Working with Proportions

Frequency counts are useful, but they have certain disadvantages. When one wishes to compare one data set with another, for example a corpus of spoken language with a corpus of written language. Frequency counts simply give the number of occurences of each type, they do not indicate the prevalence of a type in terms of a proportion of the total number of tokens in the text. This is not a problem when the two corpora that are being compared are of the same size, but when they are of different sizes frequency counts are little more than useless. The following example compares two such corpora, looking at the frequency of the word boot

Type of corpusNumber of wordsNumber of instances of boot
English Spoken50,00050
English Written500,000500

A brief look at the table seems to show that boot is more frequent in written rather than spoken English. However, if we calulate the frequency of occurrence of boot as a percentage of the total number of tokens in the corpus (the total size of the corpus) we get:

spoken English: 50/50,000 X 100 = 0.1%
written English: 500/500,000 X 100 = 0.1%

Looking at these figures it can be seen that the frequency of boot in our made-up example is the same (0.1%) for both the written and spoken corpora.

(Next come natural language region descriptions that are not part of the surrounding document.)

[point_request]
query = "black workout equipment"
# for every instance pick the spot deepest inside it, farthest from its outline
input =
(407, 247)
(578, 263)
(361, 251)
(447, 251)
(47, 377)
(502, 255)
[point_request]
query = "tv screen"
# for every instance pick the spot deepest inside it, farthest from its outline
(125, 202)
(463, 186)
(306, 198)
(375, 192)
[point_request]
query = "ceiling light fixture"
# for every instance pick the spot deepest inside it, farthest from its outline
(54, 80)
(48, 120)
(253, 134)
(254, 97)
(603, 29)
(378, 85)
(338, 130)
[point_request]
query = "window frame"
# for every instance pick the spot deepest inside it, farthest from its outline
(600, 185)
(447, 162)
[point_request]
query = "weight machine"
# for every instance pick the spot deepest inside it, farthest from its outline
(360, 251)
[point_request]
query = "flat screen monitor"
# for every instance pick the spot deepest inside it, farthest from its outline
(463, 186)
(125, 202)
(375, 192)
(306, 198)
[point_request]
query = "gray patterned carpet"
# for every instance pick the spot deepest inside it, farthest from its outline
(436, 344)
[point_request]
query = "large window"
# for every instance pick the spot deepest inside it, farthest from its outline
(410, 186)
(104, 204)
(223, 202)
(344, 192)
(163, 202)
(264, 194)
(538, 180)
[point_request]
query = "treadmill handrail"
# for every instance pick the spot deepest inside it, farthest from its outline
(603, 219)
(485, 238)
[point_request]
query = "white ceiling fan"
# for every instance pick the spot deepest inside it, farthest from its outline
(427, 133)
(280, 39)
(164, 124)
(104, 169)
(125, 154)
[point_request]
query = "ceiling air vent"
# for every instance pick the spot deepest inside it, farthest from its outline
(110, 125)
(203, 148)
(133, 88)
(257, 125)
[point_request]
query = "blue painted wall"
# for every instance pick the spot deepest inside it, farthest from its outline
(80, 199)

Even where disparity of size is not an issue, it is often better to use proportional statistics to present frequencies, since most people find them easier to understand than comparing fractions of unusual numbers like 53,000. The most basic way to calculate the ratio between the size of the sample and the number of occurences of the type under investigation is:

ratio = number of occurrences of the type / number of tokens in the entire sample

This result can be expressed as a fraction, or more commonly as a decimal. However, if that results in an unwieldy looking small number (in the above example it would be 0.0001) the ratio can then be multiplied by 100 and represented as a percentage.